Irreversible birth control

  1. Vasectomy
  • Known as: Vasectomy or male sterilization.
  • Description: It is a permanent, safe, and simple surgical method.
  • How it works: It consists of tying the vas deferens in order to prevent the passage of sperm from the testicles to the penis. It can be done with local anesthesia and without hospitalization.
  • Benefits: Does not require general anesthesia. It does not modify the physical appearance of the male sexual organs. It has no side effects. It does not affect sexual desire or activity.
  • Considerations: It is effective three months after being performed.
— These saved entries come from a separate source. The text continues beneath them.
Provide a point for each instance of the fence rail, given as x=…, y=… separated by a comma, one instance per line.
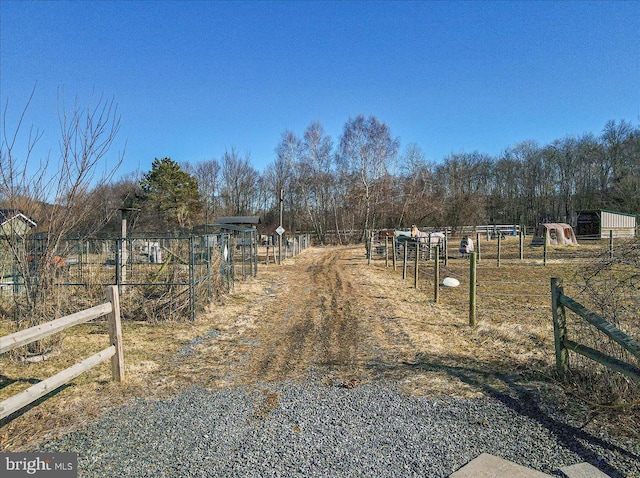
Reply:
x=38, y=332
x=562, y=343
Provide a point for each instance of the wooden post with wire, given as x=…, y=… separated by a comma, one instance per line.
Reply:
x=521, y=239
x=404, y=263
x=436, y=276
x=559, y=326
x=415, y=268
x=386, y=251
x=446, y=247
x=610, y=243
x=393, y=257
x=472, y=289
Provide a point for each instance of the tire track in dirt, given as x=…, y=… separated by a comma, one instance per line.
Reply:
x=313, y=326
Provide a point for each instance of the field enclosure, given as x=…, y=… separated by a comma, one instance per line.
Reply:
x=329, y=316
x=512, y=297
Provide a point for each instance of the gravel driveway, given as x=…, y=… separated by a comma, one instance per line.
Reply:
x=303, y=429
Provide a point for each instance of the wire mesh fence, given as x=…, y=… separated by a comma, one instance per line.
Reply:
x=512, y=299
x=160, y=278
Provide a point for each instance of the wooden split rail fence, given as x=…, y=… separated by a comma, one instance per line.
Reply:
x=38, y=332
x=562, y=343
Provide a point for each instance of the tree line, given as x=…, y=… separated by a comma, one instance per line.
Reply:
x=338, y=189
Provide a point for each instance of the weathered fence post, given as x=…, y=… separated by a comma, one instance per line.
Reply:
x=521, y=245
x=472, y=289
x=404, y=263
x=436, y=276
x=610, y=243
x=192, y=278
x=415, y=269
x=446, y=247
x=115, y=334
x=386, y=251
x=559, y=326
x=393, y=260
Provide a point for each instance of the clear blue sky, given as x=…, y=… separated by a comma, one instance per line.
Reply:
x=193, y=78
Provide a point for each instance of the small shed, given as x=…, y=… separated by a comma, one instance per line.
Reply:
x=466, y=245
x=598, y=224
x=242, y=221
x=14, y=223
x=554, y=233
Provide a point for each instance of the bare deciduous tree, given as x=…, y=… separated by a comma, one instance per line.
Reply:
x=55, y=192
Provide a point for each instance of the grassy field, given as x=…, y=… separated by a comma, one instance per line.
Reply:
x=329, y=316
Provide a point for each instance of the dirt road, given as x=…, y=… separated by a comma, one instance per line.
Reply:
x=327, y=316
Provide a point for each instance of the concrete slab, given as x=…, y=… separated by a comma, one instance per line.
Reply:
x=489, y=466
x=583, y=470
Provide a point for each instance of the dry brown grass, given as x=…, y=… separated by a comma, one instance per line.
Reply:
x=324, y=315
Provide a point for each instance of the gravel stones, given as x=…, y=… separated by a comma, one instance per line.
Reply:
x=307, y=429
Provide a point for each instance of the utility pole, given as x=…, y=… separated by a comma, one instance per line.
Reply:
x=281, y=200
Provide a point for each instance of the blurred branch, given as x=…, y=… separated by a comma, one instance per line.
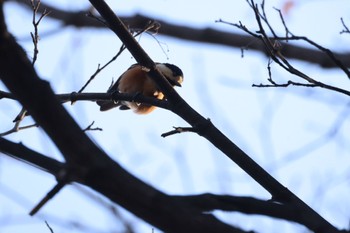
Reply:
x=27, y=155
x=88, y=163
x=204, y=35
x=207, y=130
x=275, y=50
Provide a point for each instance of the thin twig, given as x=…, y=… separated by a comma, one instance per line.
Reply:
x=275, y=50
x=179, y=130
x=35, y=36
x=346, y=29
x=89, y=128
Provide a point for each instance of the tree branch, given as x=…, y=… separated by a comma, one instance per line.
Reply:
x=87, y=163
x=207, y=129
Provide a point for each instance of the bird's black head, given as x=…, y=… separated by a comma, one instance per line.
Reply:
x=176, y=70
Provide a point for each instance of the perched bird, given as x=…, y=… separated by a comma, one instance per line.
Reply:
x=136, y=81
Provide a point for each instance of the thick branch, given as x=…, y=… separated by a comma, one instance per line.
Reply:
x=203, y=35
x=91, y=165
x=206, y=129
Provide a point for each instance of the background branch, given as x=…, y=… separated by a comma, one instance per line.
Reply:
x=203, y=35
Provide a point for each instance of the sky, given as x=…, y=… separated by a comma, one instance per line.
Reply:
x=297, y=134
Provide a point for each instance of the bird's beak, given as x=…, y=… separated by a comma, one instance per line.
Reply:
x=177, y=82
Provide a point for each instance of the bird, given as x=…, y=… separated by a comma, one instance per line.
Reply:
x=135, y=80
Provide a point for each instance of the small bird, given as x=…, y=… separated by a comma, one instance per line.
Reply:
x=136, y=81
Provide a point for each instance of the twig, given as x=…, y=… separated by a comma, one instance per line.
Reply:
x=47, y=224
x=274, y=50
x=89, y=128
x=17, y=122
x=62, y=180
x=35, y=36
x=346, y=29
x=179, y=130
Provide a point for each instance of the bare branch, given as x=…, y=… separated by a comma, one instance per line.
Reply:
x=205, y=35
x=275, y=50
x=35, y=36
x=346, y=29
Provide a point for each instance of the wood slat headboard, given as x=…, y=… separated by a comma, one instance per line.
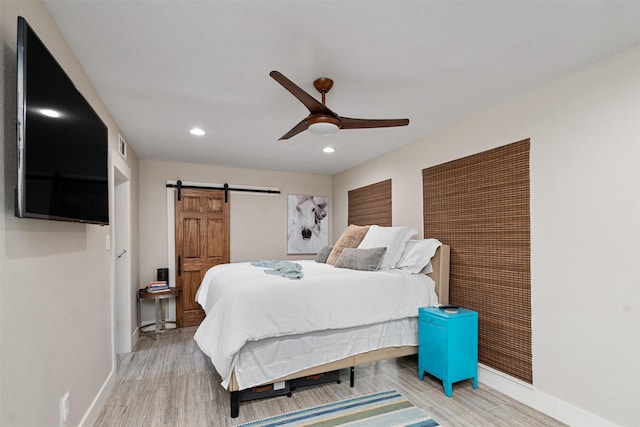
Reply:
x=370, y=205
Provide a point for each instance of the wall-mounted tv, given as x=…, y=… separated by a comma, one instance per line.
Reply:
x=62, y=143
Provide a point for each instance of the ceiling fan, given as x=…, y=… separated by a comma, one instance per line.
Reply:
x=321, y=119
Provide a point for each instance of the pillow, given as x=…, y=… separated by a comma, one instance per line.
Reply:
x=393, y=238
x=417, y=255
x=361, y=259
x=351, y=238
x=323, y=254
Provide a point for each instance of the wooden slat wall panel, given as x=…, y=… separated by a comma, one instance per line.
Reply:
x=370, y=205
x=479, y=205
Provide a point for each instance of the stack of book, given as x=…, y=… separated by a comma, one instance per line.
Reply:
x=158, y=286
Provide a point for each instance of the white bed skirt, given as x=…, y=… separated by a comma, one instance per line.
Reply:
x=260, y=362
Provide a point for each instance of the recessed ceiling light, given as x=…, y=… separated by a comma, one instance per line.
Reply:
x=50, y=113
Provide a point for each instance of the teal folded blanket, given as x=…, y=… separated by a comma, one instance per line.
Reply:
x=291, y=270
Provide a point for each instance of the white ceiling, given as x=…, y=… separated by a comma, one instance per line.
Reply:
x=163, y=67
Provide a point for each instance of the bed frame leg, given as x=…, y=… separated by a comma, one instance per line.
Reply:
x=235, y=404
x=352, y=376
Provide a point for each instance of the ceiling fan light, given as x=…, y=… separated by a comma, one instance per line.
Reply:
x=323, y=128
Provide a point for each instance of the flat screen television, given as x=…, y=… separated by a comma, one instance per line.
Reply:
x=62, y=143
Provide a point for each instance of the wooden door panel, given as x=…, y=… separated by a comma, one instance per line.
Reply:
x=191, y=241
x=202, y=241
x=215, y=245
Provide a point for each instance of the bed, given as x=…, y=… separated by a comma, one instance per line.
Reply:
x=334, y=317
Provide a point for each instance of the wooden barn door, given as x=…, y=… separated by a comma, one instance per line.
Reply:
x=202, y=241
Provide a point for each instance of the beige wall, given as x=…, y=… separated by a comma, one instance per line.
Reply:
x=585, y=233
x=56, y=288
x=258, y=221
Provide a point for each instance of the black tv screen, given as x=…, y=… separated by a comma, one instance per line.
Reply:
x=62, y=143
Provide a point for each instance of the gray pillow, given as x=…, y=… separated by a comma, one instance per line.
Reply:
x=323, y=254
x=361, y=259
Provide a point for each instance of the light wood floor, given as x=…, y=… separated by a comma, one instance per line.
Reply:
x=169, y=382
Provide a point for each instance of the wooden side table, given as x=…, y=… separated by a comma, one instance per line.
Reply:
x=160, y=320
x=448, y=345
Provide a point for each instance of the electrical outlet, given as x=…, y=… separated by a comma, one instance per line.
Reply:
x=64, y=409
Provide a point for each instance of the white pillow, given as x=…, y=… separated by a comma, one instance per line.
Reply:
x=417, y=254
x=393, y=238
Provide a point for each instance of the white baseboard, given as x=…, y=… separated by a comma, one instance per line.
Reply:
x=538, y=400
x=91, y=416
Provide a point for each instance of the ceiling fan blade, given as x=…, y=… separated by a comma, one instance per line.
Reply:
x=350, y=123
x=302, y=126
x=312, y=104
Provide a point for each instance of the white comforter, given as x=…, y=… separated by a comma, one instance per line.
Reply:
x=243, y=304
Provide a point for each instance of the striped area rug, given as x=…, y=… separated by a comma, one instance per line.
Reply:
x=386, y=409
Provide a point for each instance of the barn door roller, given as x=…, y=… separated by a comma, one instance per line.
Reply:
x=225, y=187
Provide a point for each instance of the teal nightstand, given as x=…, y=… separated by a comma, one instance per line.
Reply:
x=448, y=345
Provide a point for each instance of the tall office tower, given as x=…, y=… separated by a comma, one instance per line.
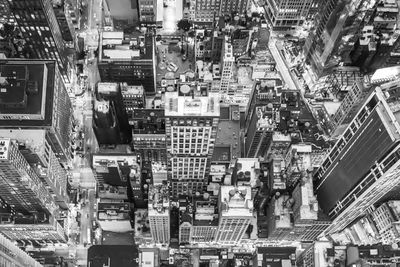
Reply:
x=204, y=11
x=133, y=97
x=39, y=27
x=62, y=10
x=151, y=12
x=230, y=6
x=159, y=214
x=36, y=149
x=124, y=13
x=34, y=97
x=235, y=206
x=11, y=255
x=149, y=137
x=198, y=219
x=21, y=188
x=336, y=24
x=191, y=119
x=116, y=113
x=127, y=58
x=5, y=14
x=285, y=14
x=227, y=61
x=105, y=123
x=312, y=256
x=354, y=176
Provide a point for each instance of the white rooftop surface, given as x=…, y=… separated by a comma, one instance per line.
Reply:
x=238, y=206
x=33, y=139
x=320, y=254
x=182, y=106
x=147, y=259
x=385, y=74
x=122, y=54
x=107, y=87
x=133, y=90
x=250, y=164
x=116, y=226
x=114, y=159
x=331, y=107
x=113, y=35
x=160, y=11
x=283, y=212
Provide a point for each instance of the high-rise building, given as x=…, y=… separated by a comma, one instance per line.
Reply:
x=62, y=10
x=29, y=231
x=198, y=219
x=21, y=188
x=235, y=213
x=285, y=14
x=127, y=58
x=227, y=61
x=336, y=23
x=151, y=12
x=40, y=29
x=11, y=255
x=35, y=148
x=228, y=7
x=207, y=11
x=113, y=216
x=110, y=121
x=34, y=97
x=149, y=135
x=192, y=116
x=354, y=176
x=158, y=214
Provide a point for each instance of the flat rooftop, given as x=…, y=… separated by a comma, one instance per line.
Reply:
x=227, y=143
x=32, y=80
x=182, y=106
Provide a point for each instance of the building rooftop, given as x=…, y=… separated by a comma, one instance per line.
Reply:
x=248, y=171
x=26, y=95
x=158, y=200
x=236, y=201
x=191, y=103
x=148, y=121
x=227, y=144
x=276, y=257
x=117, y=46
x=113, y=256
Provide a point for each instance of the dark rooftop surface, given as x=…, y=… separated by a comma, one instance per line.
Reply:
x=273, y=256
x=148, y=121
x=227, y=143
x=36, y=70
x=351, y=165
x=117, y=255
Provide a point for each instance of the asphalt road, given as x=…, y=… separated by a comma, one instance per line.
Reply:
x=280, y=64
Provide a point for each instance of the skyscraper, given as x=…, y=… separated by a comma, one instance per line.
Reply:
x=35, y=97
x=159, y=214
x=39, y=27
x=11, y=255
x=192, y=116
x=284, y=14
x=336, y=23
x=235, y=213
x=20, y=186
x=364, y=164
x=127, y=58
x=227, y=60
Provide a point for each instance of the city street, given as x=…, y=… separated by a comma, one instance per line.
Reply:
x=171, y=15
x=280, y=65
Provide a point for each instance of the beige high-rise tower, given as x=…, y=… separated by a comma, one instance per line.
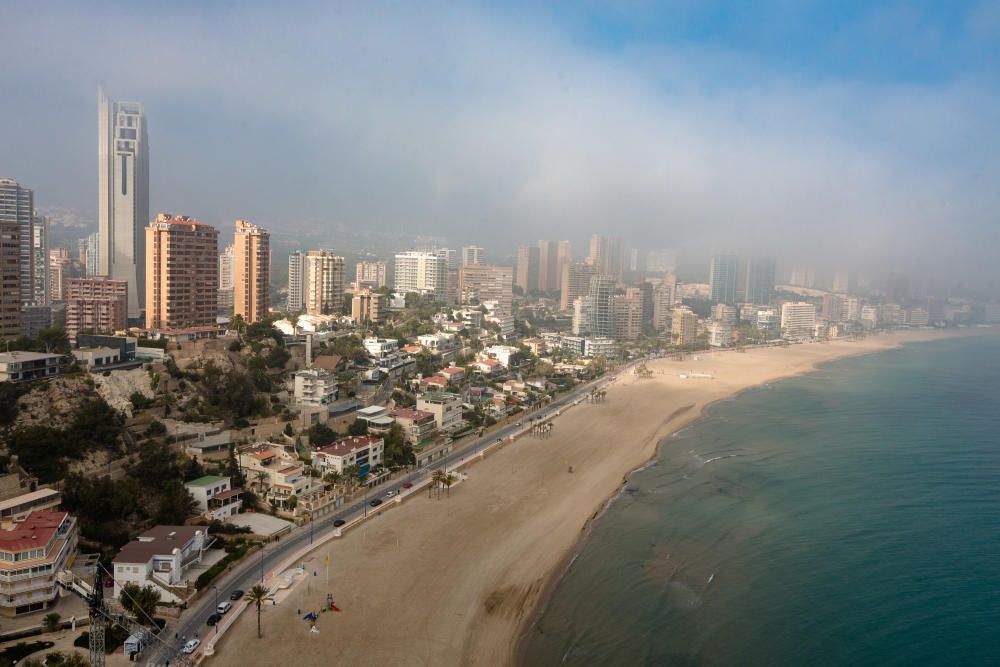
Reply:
x=251, y=271
x=182, y=273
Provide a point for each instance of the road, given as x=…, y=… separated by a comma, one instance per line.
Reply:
x=256, y=566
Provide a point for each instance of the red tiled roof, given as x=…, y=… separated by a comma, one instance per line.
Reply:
x=35, y=531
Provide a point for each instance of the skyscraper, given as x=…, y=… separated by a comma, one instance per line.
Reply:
x=471, y=255
x=296, y=281
x=17, y=207
x=323, y=282
x=527, y=268
x=724, y=278
x=182, y=273
x=123, y=199
x=251, y=271
x=548, y=266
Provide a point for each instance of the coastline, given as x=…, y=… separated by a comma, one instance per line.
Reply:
x=464, y=580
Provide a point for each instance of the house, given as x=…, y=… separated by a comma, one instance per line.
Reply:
x=362, y=451
x=417, y=424
x=452, y=373
x=315, y=387
x=446, y=408
x=162, y=557
x=26, y=366
x=32, y=553
x=216, y=497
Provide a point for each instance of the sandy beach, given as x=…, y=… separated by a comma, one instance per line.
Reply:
x=456, y=580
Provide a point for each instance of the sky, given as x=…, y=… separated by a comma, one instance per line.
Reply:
x=840, y=131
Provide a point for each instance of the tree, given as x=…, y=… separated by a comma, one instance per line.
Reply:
x=140, y=602
x=50, y=623
x=257, y=596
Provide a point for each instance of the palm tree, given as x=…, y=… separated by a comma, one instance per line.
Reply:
x=257, y=596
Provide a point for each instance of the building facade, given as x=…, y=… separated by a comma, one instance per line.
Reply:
x=182, y=273
x=251, y=271
x=123, y=201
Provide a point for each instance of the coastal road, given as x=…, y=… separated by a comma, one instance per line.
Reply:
x=253, y=569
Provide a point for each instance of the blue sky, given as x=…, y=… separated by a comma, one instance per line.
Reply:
x=850, y=130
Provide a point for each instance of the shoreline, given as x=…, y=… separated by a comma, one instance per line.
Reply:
x=475, y=573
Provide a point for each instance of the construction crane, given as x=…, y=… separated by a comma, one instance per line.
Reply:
x=103, y=615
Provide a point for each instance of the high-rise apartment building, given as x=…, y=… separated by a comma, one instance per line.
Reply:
x=548, y=266
x=798, y=320
x=487, y=282
x=123, y=201
x=41, y=295
x=575, y=283
x=757, y=281
x=182, y=273
x=98, y=304
x=251, y=271
x=324, y=282
x=723, y=279
x=368, y=306
x=527, y=268
x=472, y=255
x=422, y=272
x=17, y=208
x=369, y=274
x=296, y=281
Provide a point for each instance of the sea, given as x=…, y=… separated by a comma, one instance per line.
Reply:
x=848, y=516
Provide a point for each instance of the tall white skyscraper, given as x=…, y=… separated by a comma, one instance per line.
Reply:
x=123, y=203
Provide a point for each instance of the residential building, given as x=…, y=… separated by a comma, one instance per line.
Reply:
x=216, y=497
x=527, y=268
x=370, y=274
x=575, y=283
x=324, y=282
x=472, y=255
x=548, y=266
x=446, y=408
x=798, y=320
x=123, y=201
x=683, y=326
x=423, y=273
x=33, y=552
x=98, y=304
x=369, y=307
x=24, y=366
x=314, y=386
x=362, y=451
x=723, y=279
x=380, y=347
x=417, y=425
x=487, y=282
x=296, y=281
x=162, y=557
x=226, y=281
x=182, y=273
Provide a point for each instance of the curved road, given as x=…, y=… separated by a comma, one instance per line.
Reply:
x=253, y=569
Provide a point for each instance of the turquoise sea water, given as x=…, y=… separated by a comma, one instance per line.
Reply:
x=850, y=516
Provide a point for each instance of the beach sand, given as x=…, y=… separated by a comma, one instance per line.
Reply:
x=456, y=580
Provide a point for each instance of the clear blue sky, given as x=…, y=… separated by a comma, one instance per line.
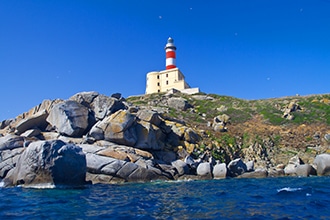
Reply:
x=249, y=49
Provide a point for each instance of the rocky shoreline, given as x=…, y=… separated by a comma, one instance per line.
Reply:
x=93, y=138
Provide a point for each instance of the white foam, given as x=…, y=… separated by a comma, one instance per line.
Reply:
x=41, y=186
x=289, y=189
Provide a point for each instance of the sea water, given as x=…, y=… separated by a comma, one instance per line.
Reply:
x=269, y=198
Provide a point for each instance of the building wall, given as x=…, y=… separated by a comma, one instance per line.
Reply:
x=165, y=80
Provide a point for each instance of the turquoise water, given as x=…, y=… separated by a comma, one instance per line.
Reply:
x=270, y=198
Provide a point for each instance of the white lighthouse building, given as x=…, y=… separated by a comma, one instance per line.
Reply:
x=171, y=78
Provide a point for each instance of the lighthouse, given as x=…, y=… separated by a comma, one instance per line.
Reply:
x=170, y=79
x=170, y=54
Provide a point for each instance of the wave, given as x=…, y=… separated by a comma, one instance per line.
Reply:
x=289, y=189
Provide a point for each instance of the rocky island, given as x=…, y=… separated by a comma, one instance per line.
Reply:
x=93, y=138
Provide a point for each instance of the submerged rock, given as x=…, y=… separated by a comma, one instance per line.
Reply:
x=49, y=162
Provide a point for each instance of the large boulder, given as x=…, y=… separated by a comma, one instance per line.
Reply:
x=37, y=120
x=291, y=168
x=8, y=160
x=69, y=118
x=204, y=170
x=181, y=167
x=322, y=163
x=103, y=106
x=50, y=162
x=11, y=141
x=258, y=173
x=220, y=171
x=149, y=116
x=146, y=136
x=178, y=103
x=117, y=128
x=236, y=167
x=305, y=170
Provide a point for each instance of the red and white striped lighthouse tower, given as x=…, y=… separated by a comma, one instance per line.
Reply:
x=170, y=54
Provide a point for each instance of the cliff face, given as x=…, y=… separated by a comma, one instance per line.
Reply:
x=168, y=136
x=268, y=132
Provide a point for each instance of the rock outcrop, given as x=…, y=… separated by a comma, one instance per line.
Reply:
x=95, y=138
x=49, y=162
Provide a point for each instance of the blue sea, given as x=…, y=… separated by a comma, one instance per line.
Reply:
x=269, y=198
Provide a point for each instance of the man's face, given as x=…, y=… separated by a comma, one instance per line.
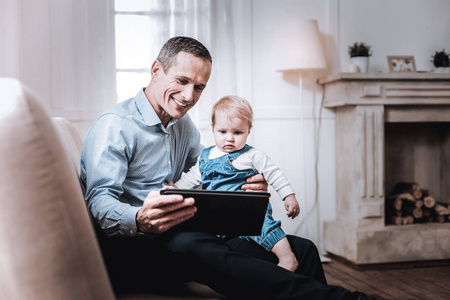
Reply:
x=179, y=89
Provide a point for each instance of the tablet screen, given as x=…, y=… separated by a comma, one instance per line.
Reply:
x=225, y=212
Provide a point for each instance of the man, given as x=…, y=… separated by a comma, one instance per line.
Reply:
x=135, y=148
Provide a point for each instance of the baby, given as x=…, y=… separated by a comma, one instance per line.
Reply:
x=231, y=161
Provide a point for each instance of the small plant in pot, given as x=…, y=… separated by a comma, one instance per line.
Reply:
x=359, y=55
x=441, y=61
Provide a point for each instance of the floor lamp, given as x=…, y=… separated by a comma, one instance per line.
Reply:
x=307, y=55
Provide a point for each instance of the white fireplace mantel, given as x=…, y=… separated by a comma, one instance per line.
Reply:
x=364, y=103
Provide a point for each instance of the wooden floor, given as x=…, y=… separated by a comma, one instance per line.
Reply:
x=430, y=281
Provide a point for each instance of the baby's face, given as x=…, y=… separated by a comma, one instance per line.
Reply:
x=230, y=133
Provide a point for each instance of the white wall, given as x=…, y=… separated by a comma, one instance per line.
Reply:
x=406, y=27
x=285, y=118
x=63, y=51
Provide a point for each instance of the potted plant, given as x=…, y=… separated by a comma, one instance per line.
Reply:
x=359, y=55
x=441, y=61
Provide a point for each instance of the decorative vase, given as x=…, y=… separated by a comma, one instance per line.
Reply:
x=362, y=62
x=442, y=70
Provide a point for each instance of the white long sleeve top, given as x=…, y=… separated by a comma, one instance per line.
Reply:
x=252, y=158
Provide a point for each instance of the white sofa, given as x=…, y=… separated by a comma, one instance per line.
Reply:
x=48, y=248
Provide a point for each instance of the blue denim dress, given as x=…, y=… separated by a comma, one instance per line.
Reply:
x=220, y=174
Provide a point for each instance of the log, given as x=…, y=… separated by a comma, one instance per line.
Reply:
x=441, y=219
x=417, y=213
x=419, y=203
x=396, y=220
x=400, y=187
x=429, y=201
x=441, y=210
x=408, y=220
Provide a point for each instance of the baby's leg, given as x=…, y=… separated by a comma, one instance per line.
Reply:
x=286, y=257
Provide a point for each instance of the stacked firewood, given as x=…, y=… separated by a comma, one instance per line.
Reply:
x=408, y=203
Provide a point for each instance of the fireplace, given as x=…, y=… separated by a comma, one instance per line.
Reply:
x=390, y=127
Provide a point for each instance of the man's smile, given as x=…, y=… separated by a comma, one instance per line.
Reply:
x=179, y=102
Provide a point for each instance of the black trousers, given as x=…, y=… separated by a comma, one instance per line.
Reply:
x=234, y=267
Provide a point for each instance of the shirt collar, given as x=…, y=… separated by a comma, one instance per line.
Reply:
x=147, y=111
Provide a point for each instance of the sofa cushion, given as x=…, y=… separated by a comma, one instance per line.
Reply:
x=48, y=249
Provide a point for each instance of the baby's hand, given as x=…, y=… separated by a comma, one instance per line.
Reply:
x=291, y=206
x=170, y=185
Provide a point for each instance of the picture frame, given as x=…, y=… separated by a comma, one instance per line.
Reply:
x=404, y=63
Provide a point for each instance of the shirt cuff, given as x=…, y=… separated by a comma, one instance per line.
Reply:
x=128, y=226
x=285, y=192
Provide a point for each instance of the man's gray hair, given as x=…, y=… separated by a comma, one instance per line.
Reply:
x=168, y=53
In that period, another method of contraception should be used.
  • Efficacy: High, after three months of having been carried out.
  • Frequency of use: The intervention is for a single time.
  • Myths: It is not true that it affects a man's sexual desire. It is not true that it affects the erection. It is not true that it changes the appearance of the genitals.
  • Reversible effect: In general it is irreversible. The reversal is through a difficult and expensive surgery, not available in the public health system.
  • Prevents STIs: Does not prevent sexually transmitted infections.
  • Free: This procedure is free in many countries.


2. Tubal ligation

  • Known as: Tubal ligation or female sterilization.
  • Description: It is a permanent surgical method for women.
  • How it is used: It consists of tying, cutting, or obstructing the fallopian tubes so that the ovules cannot be in contact with the sperm. The surgery is simple. It is performed by a professional in an operating room and requires total or epidural anesthesia.
  • Benefits: There is no medical condition that restricts the possibility of choosing this method, although some conditions or circumstances require certain precautions. It has no long-term side effects.
  • Considerations: In some health services, it is requested to have children, the consent of the parents in case of being a minor, or judicial authorization before the procedure.
  • Efficiency: High.
  • Frequency of use: The intervention is for a single time.
  • Myths: It is not true that it affects the menstrual cycle. It is not true that it affects mood. It is not true that it produces changes in the woman's body.
  • Reversible effect: It is a permanent contraceptive method for women. The reversal is through a difficult, expensive, and unavailable surgery in the public health system.
  • Prevents STIs: Does not prevent sexually transmitted infections.
  • This procedure is free in many countries.
As you can see, nowadays having birth control is possible thanks to different contraceptive methods. There are many others that I have not mentioned here such as combined oral contraceptives, exclusive contraceptives for breastfeeding, emergency hormonal contraception, intrauterine delivery system, and the patch.